Glucose-functionalized multidrug-conjugating nanoparticles based on amphiphilic terpolymer with enhanced anti-tumorous cell cytotoxicity.

It is well known that combination therapy can significantly enhance the cytotoxicity and bypass some resistance mechanisms. However, the different solubility and pharmacokinetics of drugs limit the applications of combination therapy. In this study, novel glucose-functionalized polymeric micelle nanoparticles containing multidrugs were successfully fabricated and characterized. Two chemotherapeutic agents, cytarabine (Ara-C) and fluorodeoxyuridine (FUDR), were conjugated to a glucose-functionalized amphiphilic random terpolymer to create a novel nanocarrier for the delivery of multiple drugs simultaneously with an identical pharmacokinetic profile.
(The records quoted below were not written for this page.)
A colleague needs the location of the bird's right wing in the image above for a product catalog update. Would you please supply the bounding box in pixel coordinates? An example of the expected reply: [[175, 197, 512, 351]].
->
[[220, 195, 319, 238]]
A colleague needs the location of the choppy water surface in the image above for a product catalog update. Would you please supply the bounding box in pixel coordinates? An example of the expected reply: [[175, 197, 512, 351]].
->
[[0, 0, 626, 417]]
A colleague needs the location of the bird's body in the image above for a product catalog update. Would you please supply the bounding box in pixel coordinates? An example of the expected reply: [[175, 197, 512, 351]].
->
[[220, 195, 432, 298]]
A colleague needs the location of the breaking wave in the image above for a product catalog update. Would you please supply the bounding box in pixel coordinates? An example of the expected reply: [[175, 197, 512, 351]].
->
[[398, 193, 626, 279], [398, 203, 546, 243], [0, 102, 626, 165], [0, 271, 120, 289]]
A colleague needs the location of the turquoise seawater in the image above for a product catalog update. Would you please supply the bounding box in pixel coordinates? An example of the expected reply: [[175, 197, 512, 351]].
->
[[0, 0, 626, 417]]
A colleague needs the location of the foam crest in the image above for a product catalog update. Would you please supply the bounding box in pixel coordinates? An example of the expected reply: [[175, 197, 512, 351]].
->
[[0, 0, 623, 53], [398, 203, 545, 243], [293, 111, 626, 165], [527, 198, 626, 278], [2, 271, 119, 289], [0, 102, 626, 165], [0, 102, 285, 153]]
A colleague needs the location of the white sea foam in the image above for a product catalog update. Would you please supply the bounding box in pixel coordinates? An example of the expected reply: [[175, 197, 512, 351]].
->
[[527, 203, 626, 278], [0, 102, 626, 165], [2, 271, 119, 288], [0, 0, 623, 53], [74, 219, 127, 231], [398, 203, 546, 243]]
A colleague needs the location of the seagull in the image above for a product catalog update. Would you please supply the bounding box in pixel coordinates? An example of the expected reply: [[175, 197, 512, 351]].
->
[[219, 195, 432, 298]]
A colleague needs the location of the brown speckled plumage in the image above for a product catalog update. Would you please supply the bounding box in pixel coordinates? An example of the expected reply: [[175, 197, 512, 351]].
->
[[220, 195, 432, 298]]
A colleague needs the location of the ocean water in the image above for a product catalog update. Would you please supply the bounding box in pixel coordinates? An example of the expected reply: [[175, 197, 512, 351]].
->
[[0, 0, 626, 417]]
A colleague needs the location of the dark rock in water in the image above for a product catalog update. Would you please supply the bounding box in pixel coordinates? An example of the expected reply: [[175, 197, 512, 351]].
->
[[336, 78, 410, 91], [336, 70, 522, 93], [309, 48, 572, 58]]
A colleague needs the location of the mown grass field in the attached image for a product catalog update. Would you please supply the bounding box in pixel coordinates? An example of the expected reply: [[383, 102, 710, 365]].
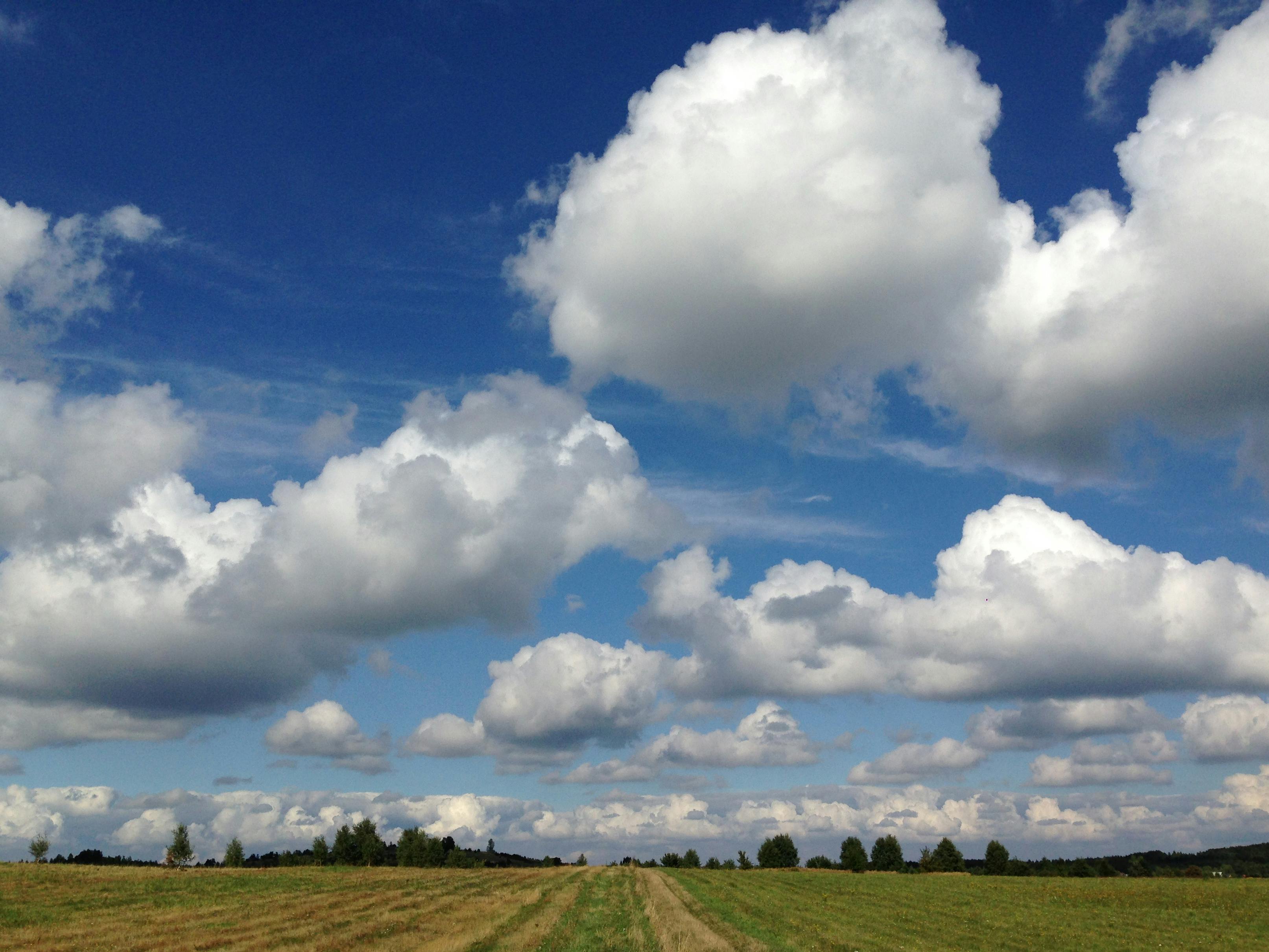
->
[[0, 864, 1269, 952]]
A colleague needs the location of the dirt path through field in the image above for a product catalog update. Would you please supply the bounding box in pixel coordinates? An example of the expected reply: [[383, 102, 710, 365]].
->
[[638, 869, 767, 952]]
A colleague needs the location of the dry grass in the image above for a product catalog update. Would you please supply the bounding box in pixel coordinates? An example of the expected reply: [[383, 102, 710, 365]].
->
[[7, 863, 1269, 952], [0, 864, 577, 952], [640, 869, 747, 952]]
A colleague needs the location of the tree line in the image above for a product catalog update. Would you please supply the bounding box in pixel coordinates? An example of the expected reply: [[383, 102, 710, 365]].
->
[[28, 819, 1269, 878]]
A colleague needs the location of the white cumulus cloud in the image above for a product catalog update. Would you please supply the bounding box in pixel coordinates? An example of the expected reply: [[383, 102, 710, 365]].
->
[[1180, 694, 1269, 760], [847, 737, 987, 784], [0, 376, 681, 746], [966, 698, 1166, 750], [637, 496, 1269, 705], [509, 0, 1269, 481], [264, 701, 391, 774], [550, 701, 820, 783], [401, 632, 668, 769]]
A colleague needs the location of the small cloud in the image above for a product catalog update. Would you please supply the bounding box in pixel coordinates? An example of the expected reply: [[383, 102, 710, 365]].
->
[[299, 402, 357, 458], [0, 13, 35, 46], [886, 724, 916, 744], [832, 731, 859, 750], [101, 204, 162, 241]]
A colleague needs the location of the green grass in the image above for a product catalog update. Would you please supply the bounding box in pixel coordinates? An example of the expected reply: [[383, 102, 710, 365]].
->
[[668, 869, 1269, 952], [538, 868, 657, 952]]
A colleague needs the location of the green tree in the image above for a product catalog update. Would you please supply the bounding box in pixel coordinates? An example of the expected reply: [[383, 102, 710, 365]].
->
[[841, 836, 868, 872], [225, 836, 246, 869], [1066, 857, 1097, 880], [330, 823, 360, 865], [164, 823, 194, 869], [353, 816, 386, 865], [27, 833, 48, 863], [931, 836, 965, 872], [982, 839, 1009, 876], [872, 833, 904, 872], [758, 833, 798, 869]]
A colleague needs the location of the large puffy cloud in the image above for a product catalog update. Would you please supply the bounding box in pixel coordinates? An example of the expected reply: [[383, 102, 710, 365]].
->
[[0, 376, 680, 746], [401, 632, 669, 768], [637, 496, 1269, 705], [547, 701, 820, 783], [1084, 0, 1259, 112], [511, 0, 1005, 400], [264, 701, 391, 774], [0, 700, 196, 750], [0, 198, 196, 551], [510, 0, 1269, 480], [7, 767, 1269, 858], [1180, 694, 1269, 760], [847, 737, 987, 784], [1031, 731, 1179, 787], [966, 698, 1166, 750], [0, 378, 197, 550]]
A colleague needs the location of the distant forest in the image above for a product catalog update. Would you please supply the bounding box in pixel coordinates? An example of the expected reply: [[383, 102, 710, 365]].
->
[[35, 821, 1269, 877]]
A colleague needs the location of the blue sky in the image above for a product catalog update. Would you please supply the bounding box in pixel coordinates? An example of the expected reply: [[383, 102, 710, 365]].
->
[[0, 0, 1269, 858]]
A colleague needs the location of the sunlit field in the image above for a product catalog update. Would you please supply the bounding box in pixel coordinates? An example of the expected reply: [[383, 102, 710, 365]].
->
[[0, 864, 1269, 952]]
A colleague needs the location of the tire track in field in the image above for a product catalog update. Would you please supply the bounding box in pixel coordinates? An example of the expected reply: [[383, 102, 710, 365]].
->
[[640, 869, 767, 952], [463, 869, 588, 952]]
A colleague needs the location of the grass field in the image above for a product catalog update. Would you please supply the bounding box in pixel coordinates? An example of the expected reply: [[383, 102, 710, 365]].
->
[[0, 864, 1269, 952]]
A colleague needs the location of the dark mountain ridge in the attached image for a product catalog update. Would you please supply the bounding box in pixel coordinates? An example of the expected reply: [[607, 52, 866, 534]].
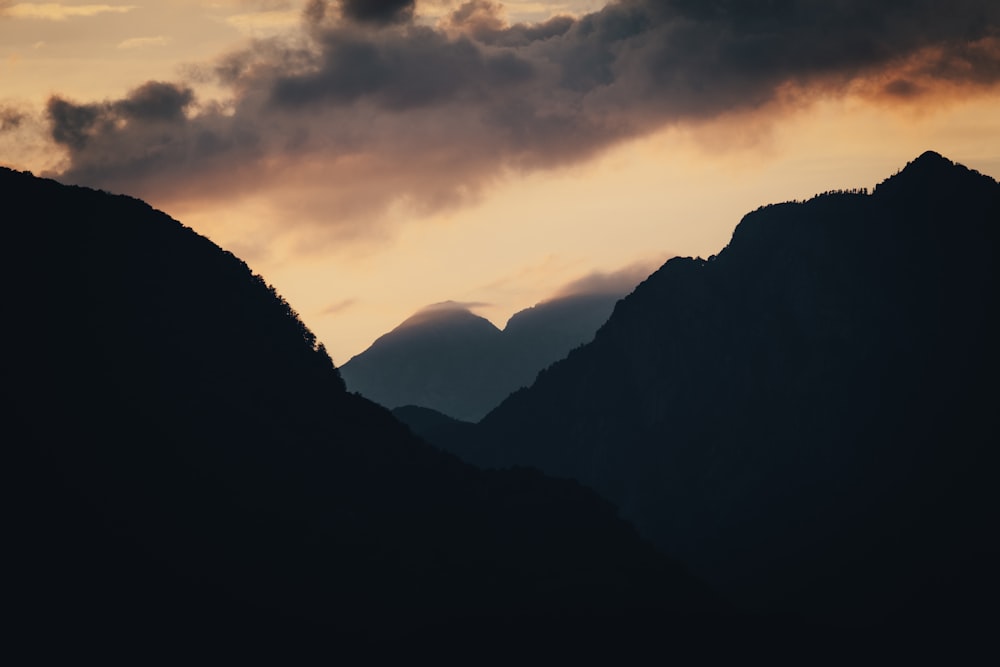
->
[[0, 169, 717, 662], [340, 292, 624, 421], [426, 152, 1000, 625]]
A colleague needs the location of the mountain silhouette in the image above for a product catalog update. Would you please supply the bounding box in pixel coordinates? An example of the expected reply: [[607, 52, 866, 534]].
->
[[340, 292, 624, 422], [427, 152, 1000, 627], [0, 169, 719, 662]]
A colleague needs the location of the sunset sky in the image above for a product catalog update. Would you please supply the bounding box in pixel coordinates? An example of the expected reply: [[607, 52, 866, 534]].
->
[[0, 0, 1000, 364]]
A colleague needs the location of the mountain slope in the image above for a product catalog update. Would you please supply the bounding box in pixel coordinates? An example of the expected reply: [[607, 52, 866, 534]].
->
[[0, 170, 715, 661], [428, 153, 1000, 623], [341, 293, 623, 421]]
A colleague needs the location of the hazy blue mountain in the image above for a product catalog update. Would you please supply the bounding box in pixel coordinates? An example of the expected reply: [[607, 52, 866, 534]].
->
[[340, 292, 624, 421], [429, 153, 1000, 626], [0, 170, 715, 662]]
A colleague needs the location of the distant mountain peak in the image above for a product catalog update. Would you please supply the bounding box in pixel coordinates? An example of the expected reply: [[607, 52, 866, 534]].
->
[[393, 301, 496, 331]]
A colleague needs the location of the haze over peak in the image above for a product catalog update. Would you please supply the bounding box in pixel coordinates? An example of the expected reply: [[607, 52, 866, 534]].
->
[[341, 286, 634, 421]]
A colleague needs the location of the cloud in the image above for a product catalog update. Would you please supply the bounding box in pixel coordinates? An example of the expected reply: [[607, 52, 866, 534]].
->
[[0, 2, 136, 21], [550, 260, 663, 300], [39, 0, 1000, 234], [118, 35, 170, 50], [320, 299, 358, 315], [0, 106, 25, 132], [225, 8, 301, 35]]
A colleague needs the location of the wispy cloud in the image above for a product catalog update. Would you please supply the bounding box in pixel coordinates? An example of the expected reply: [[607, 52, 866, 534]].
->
[[223, 9, 302, 36], [320, 299, 358, 315], [0, 2, 136, 21], [118, 35, 170, 50]]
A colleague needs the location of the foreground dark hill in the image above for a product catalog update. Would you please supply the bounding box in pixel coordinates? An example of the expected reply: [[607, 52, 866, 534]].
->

The incorporation of d-glucose markedly increased the dispersity and biocompatibility of the novel polymeric micelles. In vitro drug release studies showed the two anticancer agents could be simultaneously released from multidrug-conjugating nanoparticles. Cellular uptake assay observed by confocal laser scanning microscopy and cytotoxicity tests performed by MTT assay against hepG2 human hepatoma cells indicated that glucose-functionalized multidrug-conjugating nanoparticles could be effectively internalized by HepG2 cells and showed much more effective growth-inhibitory activity than two single-drug-conjugating polymer aggregates or free drugs. This finding, therefore, illustrated that the d-glucose functionalized nanoparticles could be used as a novel potential multidrug delivery vehicle.